# They have brainwashed me!



## cat owner again (Dec 14, 2012)

Maybe some of you remembered how I kind of complained (a lot) when I first took on these cats and joined the forum. I didn't want the responsibility but couldn't see my way out. Mostly because of the HUGE difference in cleanliness and damage to my furnishings. I guess I have grown used to it. I was kind of upset but really more concerned when mama threw up on carpet I had spent a whole day washing to get it clean.Last night I saw Blanco come out of a bedroom he doesn't usually go in. Hmm. Then I saw him licking his paws - oh no! Yup there was a little pile of guts from some animal he ate. He was one happy camper. I just picked it up and cleaned with disinfectant and went on my way. Today I went to see if Mama was on my bed as she was before I left the house and instead found throw up. It looks like partial hair ball. Luckily it was on HER blanket. I just picked it up and threw it in the wash. Yup they sure have brainwashed me!


----------



## howsefrau32 (Mar 6, 2013)

Oh yeah, you have for sure had a number done on your head. You are hooked. Yeah, I almost don't even flinch when Arwen brings me a dead animal (almost), or when Beep does a projectile vomit onto my newly cleaned comforter. Or get too upset when Stephano opens cabinets with his paws and uses his teeth to pull what I thought was well hidden dry cat food, knocking over a glass in the process (this happened the other day). I don't mind the daily, if not more now, scooping of the poop, and constant cleaning litter boxes, and vacuuming litter that has been thrown here there and everywhere. 

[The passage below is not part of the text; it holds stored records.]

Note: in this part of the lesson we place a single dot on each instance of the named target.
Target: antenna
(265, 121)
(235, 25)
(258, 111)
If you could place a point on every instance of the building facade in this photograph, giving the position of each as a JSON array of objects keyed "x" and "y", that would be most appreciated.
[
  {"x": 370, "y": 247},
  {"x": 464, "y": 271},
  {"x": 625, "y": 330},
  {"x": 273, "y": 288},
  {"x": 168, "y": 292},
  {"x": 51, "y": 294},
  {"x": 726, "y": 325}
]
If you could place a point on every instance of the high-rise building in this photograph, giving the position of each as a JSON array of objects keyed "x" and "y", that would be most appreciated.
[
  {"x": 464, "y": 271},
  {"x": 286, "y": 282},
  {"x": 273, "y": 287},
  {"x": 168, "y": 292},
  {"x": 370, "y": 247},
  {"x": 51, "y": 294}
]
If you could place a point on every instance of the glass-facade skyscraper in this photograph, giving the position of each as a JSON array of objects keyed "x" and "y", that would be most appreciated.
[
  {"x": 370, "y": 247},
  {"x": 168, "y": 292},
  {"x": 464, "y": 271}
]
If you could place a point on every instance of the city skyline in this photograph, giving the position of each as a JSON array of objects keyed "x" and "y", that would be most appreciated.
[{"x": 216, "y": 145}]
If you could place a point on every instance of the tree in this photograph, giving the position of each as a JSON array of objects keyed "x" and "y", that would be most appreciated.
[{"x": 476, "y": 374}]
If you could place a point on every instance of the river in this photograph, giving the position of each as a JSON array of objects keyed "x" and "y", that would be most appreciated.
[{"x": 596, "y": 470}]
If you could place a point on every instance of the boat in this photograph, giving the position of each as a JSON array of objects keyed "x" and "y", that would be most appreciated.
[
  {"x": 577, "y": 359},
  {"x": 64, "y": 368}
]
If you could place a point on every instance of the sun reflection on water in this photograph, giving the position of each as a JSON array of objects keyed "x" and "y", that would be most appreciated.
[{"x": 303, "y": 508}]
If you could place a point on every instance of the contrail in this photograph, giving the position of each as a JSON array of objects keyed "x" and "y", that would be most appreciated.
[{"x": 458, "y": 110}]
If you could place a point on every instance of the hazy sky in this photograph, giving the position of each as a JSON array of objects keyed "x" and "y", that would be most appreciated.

You too are a fully baptized crazy cat person, who probably doesn't even freak out too badly when you find a cat hair in your spaghetti. You just pick it out and keep on eating. We are a crazy bunch of people


----------



## snowy (Aug 23, 2012)

Saw this on fb, so appropriate to be in this thread.


----------



## gizmothecat (Jun 26, 2013)

Hahahahaha YUP


----------



## howsefrau32 (Mar 6, 2013)

My cats are fed at 5:30 in the morning. Yep. Even on Sunday.


----------



## Mandy and Ellie (Oct 22, 2013)

Yeah... this sounds like my life with my furniture! "Oh, her nails just got caught on it, it's no big deal" to now: "So my computer chair is basically ruined, it's ok..."


----------



## Heather72754 (Nov 1, 2013)

Haha, those rules are hilarious! And so true lol. They all have us wrapped around their little paws and they know it, I swear. 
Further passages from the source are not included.